A similar effort to map New York’s sidewalks ranks them from “very easy” to “impossible” for physical distancing. In general, the further a pavement was from Manhattan, the narrower it was. “I think it’s a clear indication of how as cities have grown, the attention to pedestrians has waned,” says Meli Harvey, who works at think tank Sidewalk Labs, and who created the map.

How will we keep our distance if there isn’t the space? Will there be traffic lights for pedestrians or one-way pavements? Can pedestrians and cyclists take back roads from cars? Will we walk single-file, two metres apart? Near where I live in north London, linear parks are turned into one-way passages, a kind of conveyor belt through greenery to avoid coming into contact with oncoming walkers.

Hopefully this experience will prompt a new way of thinking about the places we live in. 
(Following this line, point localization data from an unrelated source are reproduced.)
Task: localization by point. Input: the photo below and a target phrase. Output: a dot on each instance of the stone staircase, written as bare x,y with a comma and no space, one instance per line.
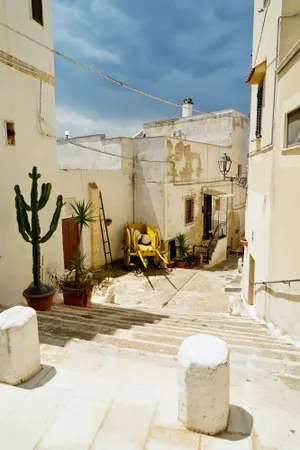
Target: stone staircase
157,332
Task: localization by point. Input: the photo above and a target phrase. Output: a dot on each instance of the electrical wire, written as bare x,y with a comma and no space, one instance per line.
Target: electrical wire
66,141
96,72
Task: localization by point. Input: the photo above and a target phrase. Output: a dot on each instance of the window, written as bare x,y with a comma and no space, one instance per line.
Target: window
37,11
293,128
189,210
260,92
10,133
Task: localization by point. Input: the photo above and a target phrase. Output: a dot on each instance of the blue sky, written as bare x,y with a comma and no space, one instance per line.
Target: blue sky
170,48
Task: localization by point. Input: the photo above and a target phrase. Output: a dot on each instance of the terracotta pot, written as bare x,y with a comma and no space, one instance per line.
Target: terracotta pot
74,297
41,302
181,264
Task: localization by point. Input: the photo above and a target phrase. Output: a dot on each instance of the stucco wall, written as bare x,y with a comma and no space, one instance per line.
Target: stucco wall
150,187
114,180
272,212
19,47
161,189
19,102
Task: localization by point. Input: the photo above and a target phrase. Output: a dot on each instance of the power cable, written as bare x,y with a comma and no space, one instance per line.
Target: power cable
96,72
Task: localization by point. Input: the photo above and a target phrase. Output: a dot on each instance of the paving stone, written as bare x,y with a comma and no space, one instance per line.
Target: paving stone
240,421
10,398
23,428
128,421
165,439
166,414
75,427
98,388
226,442
277,429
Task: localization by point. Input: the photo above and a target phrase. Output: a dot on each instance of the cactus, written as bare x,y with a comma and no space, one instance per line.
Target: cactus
32,232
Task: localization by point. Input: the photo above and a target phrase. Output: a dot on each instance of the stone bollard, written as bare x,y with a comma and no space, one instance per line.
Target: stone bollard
19,345
204,384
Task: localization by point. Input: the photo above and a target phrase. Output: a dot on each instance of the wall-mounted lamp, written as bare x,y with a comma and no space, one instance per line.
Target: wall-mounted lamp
225,163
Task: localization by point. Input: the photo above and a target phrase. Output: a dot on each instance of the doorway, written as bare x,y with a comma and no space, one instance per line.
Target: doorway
251,280
70,241
207,213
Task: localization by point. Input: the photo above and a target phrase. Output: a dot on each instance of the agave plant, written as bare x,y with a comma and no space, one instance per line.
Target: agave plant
83,217
182,247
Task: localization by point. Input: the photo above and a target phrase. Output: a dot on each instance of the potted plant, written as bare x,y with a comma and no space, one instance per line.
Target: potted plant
77,285
182,250
38,295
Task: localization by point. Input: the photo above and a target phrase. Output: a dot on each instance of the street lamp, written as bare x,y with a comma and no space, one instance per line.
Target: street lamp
225,163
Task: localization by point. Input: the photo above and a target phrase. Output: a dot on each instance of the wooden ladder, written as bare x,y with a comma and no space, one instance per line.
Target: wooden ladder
104,233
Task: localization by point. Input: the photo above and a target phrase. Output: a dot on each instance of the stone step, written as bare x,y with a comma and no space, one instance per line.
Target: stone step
148,343
164,324
134,316
166,330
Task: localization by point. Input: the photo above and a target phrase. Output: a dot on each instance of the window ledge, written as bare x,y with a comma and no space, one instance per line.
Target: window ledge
261,150
294,150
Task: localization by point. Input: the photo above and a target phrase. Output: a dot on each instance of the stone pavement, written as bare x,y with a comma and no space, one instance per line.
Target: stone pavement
109,379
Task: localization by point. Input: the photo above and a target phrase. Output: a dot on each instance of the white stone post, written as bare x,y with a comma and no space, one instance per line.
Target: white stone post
204,384
19,345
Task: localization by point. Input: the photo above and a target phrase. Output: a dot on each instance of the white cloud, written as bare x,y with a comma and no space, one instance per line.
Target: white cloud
79,124
70,25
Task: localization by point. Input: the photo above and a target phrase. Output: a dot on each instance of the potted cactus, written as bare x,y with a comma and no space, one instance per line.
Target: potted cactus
38,295
182,249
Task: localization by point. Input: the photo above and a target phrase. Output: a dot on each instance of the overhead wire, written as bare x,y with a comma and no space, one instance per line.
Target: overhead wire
96,72
75,143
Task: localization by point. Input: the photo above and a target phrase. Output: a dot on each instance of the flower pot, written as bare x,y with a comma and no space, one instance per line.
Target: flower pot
39,302
75,297
181,264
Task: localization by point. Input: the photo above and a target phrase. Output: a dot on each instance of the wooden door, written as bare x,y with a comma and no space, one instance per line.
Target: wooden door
70,241
207,213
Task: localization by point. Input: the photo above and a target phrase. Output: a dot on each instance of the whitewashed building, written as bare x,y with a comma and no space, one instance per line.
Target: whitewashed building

It’s already taking place in Europe. Paris is fast-tracking a new cycling superhighway to link the suburbs with the city. In Brussels, the city centre has given priority to walkers and cyclists and the speed limit has been reduced to 20 km/h (12.4 miles per hour). Pop-up bike lanes have been installed in Berlin. 

This summer in Milan, the city centre will be redesigned to give more than 22 miles of roads to pedestrians and cyclists. Our behaviour may have to change, too. The city is also planning to change the timings of the day, with school start times staggered and shops encouraged to stay open later as a way of making longer, but quieter, rush hours.